François-Xavier Libermann laisse la mémoire d’un médecin savant en littérature allemande et française, assidu à étudier les progrès de son art pour en faire bénéficier ses patients, et consciencieux. Ses enfants témoigneront de son esprit de mortification. On lui reconnaît une profonde charité. À Strasbourg, il devient président de la Société de Saint-Vincent de Paul et soigne le clergé des différentes communautés de la ville. Il soigne son frère François dans sa dernière maladie.

Il meurt le 14 janvier 1860, et il est enterré dans le cimetière de la communauté du Saint-Esprit, à Langonnet, par les soins des religieux et de ses propres fils.

Docteur en philosophie, Vincent-Marie Thomas est prêtre.

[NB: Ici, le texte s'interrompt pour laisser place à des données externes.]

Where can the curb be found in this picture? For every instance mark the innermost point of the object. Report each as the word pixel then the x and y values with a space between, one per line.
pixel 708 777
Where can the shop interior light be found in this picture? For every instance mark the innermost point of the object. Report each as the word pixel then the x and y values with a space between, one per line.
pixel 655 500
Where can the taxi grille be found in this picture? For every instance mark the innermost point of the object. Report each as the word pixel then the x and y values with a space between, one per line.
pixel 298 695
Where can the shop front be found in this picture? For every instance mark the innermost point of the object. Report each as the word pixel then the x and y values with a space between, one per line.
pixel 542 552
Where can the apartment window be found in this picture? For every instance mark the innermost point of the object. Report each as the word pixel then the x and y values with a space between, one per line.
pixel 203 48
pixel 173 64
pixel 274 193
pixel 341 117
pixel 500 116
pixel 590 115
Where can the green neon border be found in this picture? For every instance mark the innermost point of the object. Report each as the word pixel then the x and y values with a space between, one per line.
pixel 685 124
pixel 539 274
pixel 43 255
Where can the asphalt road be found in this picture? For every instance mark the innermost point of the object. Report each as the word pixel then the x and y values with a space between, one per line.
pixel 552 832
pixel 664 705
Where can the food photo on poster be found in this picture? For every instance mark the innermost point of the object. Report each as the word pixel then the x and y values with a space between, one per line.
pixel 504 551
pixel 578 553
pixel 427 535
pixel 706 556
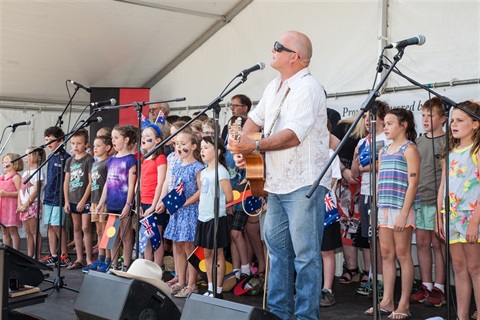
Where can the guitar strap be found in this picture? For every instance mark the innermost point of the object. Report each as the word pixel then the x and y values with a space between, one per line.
pixel 280 108
pixel 278 113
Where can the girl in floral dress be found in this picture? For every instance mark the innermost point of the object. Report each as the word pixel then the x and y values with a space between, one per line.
pixel 464 214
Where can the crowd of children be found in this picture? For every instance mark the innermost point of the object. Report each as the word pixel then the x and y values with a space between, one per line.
pixel 410 188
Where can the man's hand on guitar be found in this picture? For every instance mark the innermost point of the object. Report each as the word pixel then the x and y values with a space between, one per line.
pixel 240 161
pixel 244 145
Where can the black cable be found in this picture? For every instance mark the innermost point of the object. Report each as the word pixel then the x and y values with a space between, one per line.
pixel 3 133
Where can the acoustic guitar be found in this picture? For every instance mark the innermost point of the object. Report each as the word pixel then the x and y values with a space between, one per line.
pixel 255 165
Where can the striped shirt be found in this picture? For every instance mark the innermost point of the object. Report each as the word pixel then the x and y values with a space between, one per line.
pixel 393 179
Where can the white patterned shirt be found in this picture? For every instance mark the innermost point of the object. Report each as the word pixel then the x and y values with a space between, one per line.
pixel 304 112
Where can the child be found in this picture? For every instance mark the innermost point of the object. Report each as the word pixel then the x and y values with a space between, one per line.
pixel 332 240
pixel 208 128
pixel 236 217
pixel 366 284
pixel 27 200
pixel 182 224
pixel 51 201
pixel 168 185
pixel 9 185
pixel 464 214
pixel 196 127
pixel 77 187
pixel 398 199
pixel 430 147
pixel 204 235
pixel 117 195
pixel 154 171
pixel 102 146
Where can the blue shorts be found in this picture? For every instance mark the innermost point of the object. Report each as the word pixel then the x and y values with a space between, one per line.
pixel 426 217
pixel 52 215
pixel 73 208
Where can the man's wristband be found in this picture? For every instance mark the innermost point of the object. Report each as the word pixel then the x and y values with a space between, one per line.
pixel 257 147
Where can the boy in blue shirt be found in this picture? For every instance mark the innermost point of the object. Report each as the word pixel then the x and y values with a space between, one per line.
pixel 51 201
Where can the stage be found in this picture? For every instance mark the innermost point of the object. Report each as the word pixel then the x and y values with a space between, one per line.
pixel 60 304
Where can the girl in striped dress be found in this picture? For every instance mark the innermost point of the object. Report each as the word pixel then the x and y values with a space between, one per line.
pixel 398 199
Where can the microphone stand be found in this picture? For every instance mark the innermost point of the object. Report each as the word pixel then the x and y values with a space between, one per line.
pixel 58 283
pixel 138 108
pixel 215 106
pixel 366 106
pixel 60 121
pixel 448 105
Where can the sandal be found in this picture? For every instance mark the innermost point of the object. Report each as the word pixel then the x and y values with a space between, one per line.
pixel 185 292
pixel 399 315
pixel 176 288
pixel 172 282
pixel 350 275
pixel 364 278
pixel 75 265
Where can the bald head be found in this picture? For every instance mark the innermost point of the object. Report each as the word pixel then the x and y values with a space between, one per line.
pixel 155 108
pixel 301 44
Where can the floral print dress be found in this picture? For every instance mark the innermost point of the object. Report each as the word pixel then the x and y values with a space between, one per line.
pixel 464 190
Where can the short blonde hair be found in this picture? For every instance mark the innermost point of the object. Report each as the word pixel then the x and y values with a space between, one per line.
pixel 17 165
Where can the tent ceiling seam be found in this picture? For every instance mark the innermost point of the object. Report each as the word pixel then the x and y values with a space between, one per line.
pixel 197 43
pixel 174 9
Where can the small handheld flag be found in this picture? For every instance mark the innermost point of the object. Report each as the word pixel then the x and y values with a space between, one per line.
pixel 150 230
pixel 175 199
pixel 331 212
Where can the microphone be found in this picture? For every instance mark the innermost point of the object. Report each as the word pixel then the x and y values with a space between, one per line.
pixel 109 102
pixel 97 119
pixel 18 124
pixel 246 72
pixel 80 86
pixel 417 40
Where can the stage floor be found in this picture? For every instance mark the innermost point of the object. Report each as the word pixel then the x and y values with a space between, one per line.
pixel 59 304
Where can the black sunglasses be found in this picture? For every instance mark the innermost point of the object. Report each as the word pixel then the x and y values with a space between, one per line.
pixel 279 47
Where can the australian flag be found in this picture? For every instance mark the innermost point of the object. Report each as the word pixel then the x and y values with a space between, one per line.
pixel 331 211
pixel 175 199
pixel 160 119
pixel 149 230
pixel 145 122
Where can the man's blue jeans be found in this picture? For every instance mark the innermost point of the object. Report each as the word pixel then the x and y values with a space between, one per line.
pixel 293 234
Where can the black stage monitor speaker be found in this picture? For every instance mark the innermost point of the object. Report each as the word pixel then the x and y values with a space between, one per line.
pixel 17 265
pixel 105 296
pixel 198 307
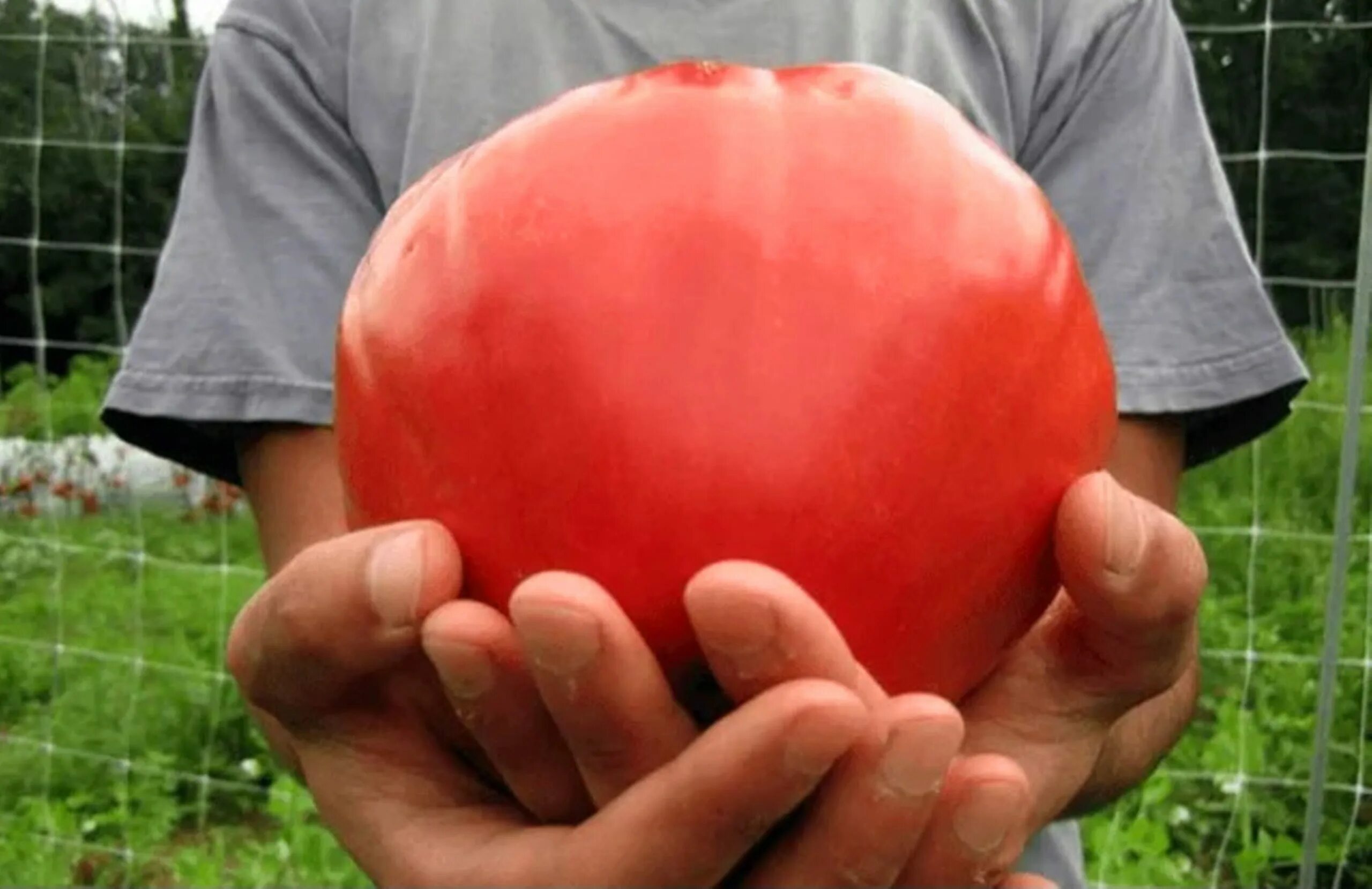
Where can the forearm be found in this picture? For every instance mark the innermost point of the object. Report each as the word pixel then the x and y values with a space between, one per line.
pixel 290 476
pixel 292 482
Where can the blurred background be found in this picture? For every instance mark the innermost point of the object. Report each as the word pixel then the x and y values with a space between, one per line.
pixel 125 753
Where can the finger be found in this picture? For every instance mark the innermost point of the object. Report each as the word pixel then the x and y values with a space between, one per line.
pixel 599 681
pixel 474 649
pixel 1027 881
pixel 695 819
pixel 338 612
pixel 979 826
pixel 865 822
pixel 1134 574
pixel 758 629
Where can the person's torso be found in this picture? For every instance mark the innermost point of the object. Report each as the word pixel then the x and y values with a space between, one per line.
pixel 416 81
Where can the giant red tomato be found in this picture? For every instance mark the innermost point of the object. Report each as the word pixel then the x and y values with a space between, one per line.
pixel 809 317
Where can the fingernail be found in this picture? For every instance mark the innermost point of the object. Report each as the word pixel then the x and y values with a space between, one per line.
pixel 986 817
pixel 1124 530
pixel 466 670
pixel 560 640
pixel 814 745
pixel 745 638
pixel 394 578
pixel 918 753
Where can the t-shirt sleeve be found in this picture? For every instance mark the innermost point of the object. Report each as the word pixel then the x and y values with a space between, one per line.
pixel 1123 148
pixel 275 212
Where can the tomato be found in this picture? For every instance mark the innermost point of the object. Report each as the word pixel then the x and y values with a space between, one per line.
pixel 810 317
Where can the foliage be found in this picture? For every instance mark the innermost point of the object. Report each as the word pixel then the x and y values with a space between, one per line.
pixel 140 600
pixel 79 189
pixel 48 409
pixel 153 752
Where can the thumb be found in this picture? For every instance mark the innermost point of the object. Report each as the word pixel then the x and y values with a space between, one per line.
pixel 1134 574
pixel 338 612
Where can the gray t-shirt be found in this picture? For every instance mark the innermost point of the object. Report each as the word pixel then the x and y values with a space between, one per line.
pixel 316 114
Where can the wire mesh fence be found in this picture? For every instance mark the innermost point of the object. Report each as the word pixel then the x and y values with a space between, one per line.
pixel 125 753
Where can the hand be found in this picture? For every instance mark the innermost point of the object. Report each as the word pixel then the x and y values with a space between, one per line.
pixel 1097 693
pixel 1094 696
pixel 329 656
pixel 570 653
pixel 1037 730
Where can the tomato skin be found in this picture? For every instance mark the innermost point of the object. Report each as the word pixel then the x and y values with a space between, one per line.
pixel 809 317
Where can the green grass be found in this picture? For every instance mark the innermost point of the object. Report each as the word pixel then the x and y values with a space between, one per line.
pixel 160 758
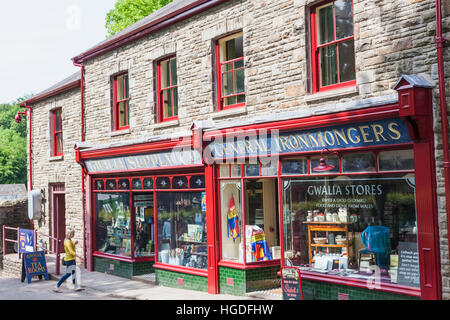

AU-DELÀ DES RAISONS D'Y CROIRE :

On lit sous la plume de Samson, à propos de la conversion de son frère François : « Le Seigneur m’ayant fait la grâce, malgré mon indignité, de m’appeler le premier de ma famille au sein de l’Église, l’ascendant, que de tout temps j’avais exercé sur lui, était, je n’en doute pas, un des principaux moyens dont le Seigneur se servit pour le rappeler à lui » (ibid., p. 51). On sait que ce jugement a été ratifié par l’intéressé lui-même dans une lettre de 1826 : « Mon cher frère... il paraît que tu avais douté de mon amitié depuis ton changement de religion. Quand même je serais le plus grand zélateur de la synagogue, je ne saurais discontinuer d’avoir pour mes frères ce sincère attachement qui, nourri en moi dès ma plus tendre enfance, faisait toujours mes délices et mon bonheur » (ibid., p. 52).

Au vu du faîte de sainteté auquel la grâce a élevé le vénérable François – sainteté qui, selon les principes du chevalier Drach et de Samson lui-même, n’est que l’aboutissement de l’union à Dieu déjà préfigurée dans les préceptes de Moïse vécus avec intériorité au quotidien – on peut présumer des vertus naturelles et surnaturelles de son frère aîné.